When nystagmus causes persistent oscillopsia that doesn’t respond to medication, special contact lenses or glasses can help stabilize vision. Contact lenses in particular move with the eye, which can reduce the perception of visual bouncing. For infantile nystagmus, both memantine and gabapentin have been shown in controlled studies to decrease the intensity of eye movements and modestly improve visual acuity.
What the Direction Tells You
The direction of resting nystagmus carries diagnostic meaning. Horizontal nystagmus that beats consistently in one direction is the most common pattern and can come from either peripheral or central causes, though it’s far more typical of peripheral ones (seen in about 95% of inner ear cases versus roughly 42% of central cases). Vertical nystagmus, whether upbeat or downbeat, almost always indicates a central problem. Downbeat nystagmus specifically points to the area where the brainstem meets the cerebellum, while upbeat nystagmus localizes to the lower brainstem.
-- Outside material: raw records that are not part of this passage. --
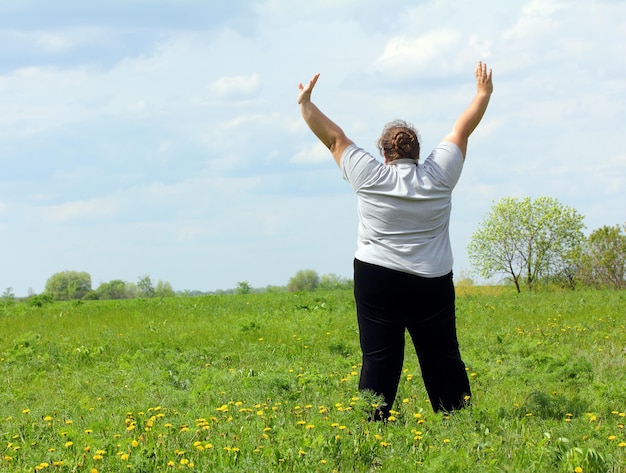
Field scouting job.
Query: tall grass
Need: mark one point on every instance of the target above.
(268, 382)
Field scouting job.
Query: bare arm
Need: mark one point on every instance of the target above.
(470, 118)
(323, 127)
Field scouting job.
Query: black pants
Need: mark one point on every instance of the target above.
(389, 302)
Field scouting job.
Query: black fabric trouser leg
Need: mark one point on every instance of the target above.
(390, 302)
Torsional nystagmus suggests involvement of specific brainstem pathways that connect the inner ear to the eye movement centers.
The behavior of nystagmus under different conditions also provides clues. Peripheral nystagmus follows Alexander’s law, meaning it gets stronger when you look in the direction of the fast phase and weaker when you look away. It also intensifies when visual fixation is removed. Central nystagmus often breaks these rules, changing direction with gaze or remaining unchanged regardless of fixation.